Career prospects with a nursing degree

There are four main nursing specialisms: adult nursing, children’s nursing, mental health nursing, and nursing for those with learning disabilities. You can choose to study one, or sometimes two, of these specialisms during your pre-registration nursing course.

However, just because you qualify in one area of nursing, for example adult nursing, it doesn’t mean that you can’t take future qualifications to move or combine specialism, for example mental health nursing.

Here’s more about the nursing specialisms:

Adult nursing

If you specialise in adult nursing then the world really is your oyster depending on the qualifications and experience you gain. You could work in almost any NHS department from Accident and Emergency to specialist care of the elderly.

You could also work outside of a hospital and become a community nurse which involves visiting patients in their homes, walk in centres, GP surgeries, or nursing homes.

Children’s nursing

As a children’s nurse you’ll be working with children from tiny new-borns to teenagers and you’ll need to be able to communicate effectively with them, their parents, or their carers.
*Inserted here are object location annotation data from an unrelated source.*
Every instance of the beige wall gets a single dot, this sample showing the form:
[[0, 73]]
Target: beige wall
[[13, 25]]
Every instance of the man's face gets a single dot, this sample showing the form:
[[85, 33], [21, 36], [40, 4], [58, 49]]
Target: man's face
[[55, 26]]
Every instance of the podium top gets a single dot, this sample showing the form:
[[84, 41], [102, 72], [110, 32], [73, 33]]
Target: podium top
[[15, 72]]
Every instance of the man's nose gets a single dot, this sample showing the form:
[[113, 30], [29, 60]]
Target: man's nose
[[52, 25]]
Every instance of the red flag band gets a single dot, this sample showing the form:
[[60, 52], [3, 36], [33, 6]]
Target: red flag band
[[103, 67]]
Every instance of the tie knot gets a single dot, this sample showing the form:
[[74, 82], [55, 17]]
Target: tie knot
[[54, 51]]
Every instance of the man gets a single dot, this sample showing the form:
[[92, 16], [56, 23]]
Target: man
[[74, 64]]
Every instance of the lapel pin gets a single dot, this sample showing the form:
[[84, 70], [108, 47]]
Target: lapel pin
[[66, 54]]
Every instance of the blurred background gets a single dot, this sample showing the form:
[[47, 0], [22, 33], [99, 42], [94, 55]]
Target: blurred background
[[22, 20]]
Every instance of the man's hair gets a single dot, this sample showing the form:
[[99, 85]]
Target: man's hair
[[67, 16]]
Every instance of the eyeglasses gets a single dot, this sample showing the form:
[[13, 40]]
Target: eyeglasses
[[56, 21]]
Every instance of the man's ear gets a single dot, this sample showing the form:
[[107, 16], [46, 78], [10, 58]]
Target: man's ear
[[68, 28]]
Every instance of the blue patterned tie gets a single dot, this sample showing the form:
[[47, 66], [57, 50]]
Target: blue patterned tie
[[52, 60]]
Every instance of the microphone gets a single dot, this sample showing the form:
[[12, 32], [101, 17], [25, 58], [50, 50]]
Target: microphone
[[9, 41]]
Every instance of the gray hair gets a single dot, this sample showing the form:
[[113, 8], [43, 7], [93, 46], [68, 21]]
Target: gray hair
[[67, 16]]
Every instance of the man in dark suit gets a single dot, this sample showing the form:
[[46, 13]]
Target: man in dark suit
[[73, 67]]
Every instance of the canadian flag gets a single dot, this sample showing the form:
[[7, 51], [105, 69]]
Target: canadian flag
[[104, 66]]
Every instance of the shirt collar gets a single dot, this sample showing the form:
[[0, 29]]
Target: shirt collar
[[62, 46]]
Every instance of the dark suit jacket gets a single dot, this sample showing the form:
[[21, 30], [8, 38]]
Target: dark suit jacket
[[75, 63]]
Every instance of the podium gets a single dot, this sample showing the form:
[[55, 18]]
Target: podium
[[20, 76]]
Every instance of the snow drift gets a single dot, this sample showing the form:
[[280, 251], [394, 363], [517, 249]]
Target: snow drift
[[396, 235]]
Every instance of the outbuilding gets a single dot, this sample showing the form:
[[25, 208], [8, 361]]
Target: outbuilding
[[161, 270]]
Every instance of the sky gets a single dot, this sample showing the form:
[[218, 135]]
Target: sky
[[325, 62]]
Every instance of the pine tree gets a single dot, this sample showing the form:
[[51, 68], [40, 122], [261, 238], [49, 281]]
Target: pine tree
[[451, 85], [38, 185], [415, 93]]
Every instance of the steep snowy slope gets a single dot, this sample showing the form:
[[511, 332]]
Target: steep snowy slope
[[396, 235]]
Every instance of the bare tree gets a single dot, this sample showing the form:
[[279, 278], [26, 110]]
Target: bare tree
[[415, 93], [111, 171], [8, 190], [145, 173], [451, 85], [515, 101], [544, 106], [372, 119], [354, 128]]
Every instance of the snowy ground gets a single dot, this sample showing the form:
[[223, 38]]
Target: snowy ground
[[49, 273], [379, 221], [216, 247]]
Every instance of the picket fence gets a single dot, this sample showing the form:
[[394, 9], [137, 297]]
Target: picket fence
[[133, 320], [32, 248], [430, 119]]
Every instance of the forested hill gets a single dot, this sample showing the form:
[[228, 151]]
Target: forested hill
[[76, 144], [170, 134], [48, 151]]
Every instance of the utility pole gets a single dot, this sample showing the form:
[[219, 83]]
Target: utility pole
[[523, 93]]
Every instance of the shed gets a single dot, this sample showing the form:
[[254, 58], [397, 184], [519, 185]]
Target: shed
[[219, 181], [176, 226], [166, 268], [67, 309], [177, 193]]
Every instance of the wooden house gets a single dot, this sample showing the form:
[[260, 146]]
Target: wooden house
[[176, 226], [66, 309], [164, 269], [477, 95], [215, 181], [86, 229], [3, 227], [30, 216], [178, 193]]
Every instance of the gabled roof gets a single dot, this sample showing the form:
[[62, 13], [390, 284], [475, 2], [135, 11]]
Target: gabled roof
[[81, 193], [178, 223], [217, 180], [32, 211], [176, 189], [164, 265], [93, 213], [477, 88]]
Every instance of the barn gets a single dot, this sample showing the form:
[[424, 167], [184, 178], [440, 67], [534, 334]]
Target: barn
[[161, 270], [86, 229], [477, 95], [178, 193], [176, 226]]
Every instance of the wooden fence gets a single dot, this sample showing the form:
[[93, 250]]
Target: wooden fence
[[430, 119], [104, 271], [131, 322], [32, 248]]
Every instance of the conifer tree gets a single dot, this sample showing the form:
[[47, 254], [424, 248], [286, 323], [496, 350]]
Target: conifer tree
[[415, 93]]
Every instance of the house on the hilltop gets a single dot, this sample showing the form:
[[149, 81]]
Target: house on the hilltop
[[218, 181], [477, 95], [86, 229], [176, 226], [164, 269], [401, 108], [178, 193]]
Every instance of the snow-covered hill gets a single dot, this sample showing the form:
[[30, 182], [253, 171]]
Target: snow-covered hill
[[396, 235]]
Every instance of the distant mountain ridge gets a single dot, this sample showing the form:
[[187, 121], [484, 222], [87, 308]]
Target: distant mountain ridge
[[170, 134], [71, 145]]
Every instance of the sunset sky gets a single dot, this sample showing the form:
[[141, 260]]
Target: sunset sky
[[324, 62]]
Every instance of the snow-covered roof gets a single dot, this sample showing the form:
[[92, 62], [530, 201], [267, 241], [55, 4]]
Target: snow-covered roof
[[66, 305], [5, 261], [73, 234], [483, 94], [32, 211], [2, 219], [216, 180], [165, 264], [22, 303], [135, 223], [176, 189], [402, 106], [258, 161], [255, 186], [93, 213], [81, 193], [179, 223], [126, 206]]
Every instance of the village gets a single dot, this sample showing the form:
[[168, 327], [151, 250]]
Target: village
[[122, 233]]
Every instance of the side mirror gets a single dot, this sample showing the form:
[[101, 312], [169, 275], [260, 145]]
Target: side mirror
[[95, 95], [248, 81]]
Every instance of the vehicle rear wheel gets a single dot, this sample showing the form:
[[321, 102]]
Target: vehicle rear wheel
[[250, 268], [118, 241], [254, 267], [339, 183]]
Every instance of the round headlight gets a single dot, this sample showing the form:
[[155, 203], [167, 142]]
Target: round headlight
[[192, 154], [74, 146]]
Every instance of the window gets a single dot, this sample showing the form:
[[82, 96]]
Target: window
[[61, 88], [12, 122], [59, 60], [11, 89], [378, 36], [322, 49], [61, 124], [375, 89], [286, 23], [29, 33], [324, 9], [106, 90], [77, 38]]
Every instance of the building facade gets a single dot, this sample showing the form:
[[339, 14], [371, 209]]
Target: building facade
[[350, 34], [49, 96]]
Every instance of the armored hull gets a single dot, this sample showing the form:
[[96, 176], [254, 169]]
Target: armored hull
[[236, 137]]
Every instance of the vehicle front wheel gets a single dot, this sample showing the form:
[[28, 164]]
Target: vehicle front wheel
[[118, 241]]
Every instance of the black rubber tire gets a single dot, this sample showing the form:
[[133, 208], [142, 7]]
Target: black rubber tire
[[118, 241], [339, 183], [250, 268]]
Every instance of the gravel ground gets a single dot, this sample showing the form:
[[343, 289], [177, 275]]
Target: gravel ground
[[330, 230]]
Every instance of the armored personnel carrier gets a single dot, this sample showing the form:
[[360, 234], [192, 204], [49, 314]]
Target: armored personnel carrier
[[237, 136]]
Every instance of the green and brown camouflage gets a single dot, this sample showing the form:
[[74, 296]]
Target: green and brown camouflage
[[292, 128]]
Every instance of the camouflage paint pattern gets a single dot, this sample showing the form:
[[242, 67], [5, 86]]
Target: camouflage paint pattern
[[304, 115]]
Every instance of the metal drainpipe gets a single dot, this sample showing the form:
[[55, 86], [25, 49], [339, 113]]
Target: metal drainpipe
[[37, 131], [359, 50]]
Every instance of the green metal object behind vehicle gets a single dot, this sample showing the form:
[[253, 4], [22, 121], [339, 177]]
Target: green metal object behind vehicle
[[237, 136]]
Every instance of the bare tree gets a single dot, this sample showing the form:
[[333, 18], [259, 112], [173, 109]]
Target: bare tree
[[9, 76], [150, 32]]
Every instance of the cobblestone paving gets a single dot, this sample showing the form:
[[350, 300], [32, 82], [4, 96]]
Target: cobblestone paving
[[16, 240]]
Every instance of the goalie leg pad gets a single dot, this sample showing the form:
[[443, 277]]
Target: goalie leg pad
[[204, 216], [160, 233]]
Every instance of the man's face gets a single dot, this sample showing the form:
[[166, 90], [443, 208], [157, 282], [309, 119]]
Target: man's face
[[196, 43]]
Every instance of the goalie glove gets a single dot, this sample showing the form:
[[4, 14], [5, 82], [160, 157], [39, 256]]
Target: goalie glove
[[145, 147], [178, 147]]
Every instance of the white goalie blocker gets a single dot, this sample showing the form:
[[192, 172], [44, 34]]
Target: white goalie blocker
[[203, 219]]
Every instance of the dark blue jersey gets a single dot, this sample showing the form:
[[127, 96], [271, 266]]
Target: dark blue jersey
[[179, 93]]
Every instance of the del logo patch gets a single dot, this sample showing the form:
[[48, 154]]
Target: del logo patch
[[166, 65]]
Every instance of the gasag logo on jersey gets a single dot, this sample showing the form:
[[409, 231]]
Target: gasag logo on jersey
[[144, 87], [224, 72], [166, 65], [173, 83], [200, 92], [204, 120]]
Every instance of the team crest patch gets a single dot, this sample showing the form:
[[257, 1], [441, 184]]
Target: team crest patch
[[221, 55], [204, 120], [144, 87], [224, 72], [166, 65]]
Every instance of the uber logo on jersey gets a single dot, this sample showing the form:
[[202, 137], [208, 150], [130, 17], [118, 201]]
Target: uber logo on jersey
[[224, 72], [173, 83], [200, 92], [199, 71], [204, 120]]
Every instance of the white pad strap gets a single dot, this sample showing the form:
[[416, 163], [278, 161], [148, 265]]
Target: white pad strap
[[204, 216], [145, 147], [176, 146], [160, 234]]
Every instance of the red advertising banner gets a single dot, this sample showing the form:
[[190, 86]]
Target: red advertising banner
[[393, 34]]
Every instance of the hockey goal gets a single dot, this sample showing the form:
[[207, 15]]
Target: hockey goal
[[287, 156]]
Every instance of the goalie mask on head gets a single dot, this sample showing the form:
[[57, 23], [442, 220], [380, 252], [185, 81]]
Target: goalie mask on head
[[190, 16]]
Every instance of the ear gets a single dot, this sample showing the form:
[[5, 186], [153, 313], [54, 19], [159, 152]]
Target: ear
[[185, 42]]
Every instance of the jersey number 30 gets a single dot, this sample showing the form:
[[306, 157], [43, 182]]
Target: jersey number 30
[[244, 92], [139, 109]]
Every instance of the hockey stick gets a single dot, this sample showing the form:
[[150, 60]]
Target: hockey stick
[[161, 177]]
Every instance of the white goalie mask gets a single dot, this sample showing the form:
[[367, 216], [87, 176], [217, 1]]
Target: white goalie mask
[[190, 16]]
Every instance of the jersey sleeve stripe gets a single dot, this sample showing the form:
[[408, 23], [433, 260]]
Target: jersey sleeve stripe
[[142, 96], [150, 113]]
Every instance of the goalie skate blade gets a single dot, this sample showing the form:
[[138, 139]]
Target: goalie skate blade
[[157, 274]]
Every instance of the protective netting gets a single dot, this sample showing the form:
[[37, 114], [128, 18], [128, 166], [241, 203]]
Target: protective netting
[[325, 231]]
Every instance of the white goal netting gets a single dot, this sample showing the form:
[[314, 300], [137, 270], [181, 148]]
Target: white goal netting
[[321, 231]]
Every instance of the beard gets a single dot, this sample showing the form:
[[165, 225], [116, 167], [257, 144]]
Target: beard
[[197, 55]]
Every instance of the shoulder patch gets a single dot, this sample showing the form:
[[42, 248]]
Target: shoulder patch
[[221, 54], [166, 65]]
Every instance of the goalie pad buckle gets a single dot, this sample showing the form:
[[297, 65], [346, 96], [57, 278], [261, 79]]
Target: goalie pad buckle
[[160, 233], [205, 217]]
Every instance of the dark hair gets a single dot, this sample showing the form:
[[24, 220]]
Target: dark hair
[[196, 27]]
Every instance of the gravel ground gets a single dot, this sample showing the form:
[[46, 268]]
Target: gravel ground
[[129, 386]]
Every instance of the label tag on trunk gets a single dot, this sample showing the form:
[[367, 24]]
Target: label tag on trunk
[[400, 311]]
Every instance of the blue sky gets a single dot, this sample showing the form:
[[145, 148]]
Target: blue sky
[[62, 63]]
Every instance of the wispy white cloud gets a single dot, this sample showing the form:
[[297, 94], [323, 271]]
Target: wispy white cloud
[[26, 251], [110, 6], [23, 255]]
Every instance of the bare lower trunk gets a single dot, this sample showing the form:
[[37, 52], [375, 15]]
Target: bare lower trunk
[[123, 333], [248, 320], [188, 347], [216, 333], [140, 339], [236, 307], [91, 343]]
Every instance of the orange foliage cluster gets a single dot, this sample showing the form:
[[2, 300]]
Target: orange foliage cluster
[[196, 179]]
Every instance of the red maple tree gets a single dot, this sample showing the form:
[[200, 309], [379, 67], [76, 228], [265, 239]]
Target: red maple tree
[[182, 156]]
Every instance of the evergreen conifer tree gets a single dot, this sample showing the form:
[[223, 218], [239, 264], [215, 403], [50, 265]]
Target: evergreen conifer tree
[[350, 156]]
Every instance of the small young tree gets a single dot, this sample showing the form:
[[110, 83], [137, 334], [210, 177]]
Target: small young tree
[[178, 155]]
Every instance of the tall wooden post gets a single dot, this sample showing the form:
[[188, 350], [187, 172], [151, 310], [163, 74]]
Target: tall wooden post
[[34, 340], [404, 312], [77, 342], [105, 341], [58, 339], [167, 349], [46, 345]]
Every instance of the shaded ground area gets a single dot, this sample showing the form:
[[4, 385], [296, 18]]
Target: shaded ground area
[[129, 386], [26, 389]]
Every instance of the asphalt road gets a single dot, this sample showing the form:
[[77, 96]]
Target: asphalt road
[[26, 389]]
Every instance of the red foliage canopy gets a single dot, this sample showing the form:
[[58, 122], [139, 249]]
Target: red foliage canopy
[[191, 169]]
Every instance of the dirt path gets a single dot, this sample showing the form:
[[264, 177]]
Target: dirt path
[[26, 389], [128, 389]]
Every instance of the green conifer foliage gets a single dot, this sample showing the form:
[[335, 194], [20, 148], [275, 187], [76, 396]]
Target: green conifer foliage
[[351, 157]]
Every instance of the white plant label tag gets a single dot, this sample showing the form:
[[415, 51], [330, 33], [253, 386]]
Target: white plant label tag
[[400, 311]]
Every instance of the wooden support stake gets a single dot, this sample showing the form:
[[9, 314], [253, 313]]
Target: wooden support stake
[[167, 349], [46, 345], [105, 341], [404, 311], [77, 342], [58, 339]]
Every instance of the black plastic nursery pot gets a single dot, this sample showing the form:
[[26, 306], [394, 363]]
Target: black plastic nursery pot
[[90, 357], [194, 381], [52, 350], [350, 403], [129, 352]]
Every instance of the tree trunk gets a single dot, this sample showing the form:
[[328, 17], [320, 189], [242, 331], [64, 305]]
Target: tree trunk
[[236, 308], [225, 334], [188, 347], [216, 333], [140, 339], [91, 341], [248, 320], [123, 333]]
Children’s nurses can also specialise within this area – for example you could work in neonatal intensive care or you could work outside of the hospital and become a school nurse or health visitor.

Mental health nursing

Working in mental health nursing is another career option that allows you to work outside of a hospital setting. You could find yourself working in a prison, community health centre, or in patient’s own homes.

Within a hospital you could work in psychiatric intensive care, outpatient wards, or in specialist units to deal with mental health conditions such as eating disorders.

Learning disability nursing

As a learning disability nursing specialist you’ll be working with children and adult with learning disabilities to help them have as healthy and independent life as possible.

This involves communicating with them, their carers, and other health care professionals to ensure they can access the care they need. The majority of your time will be spent in the patient’s home, workplace, or education centre helping them achieve their full potential.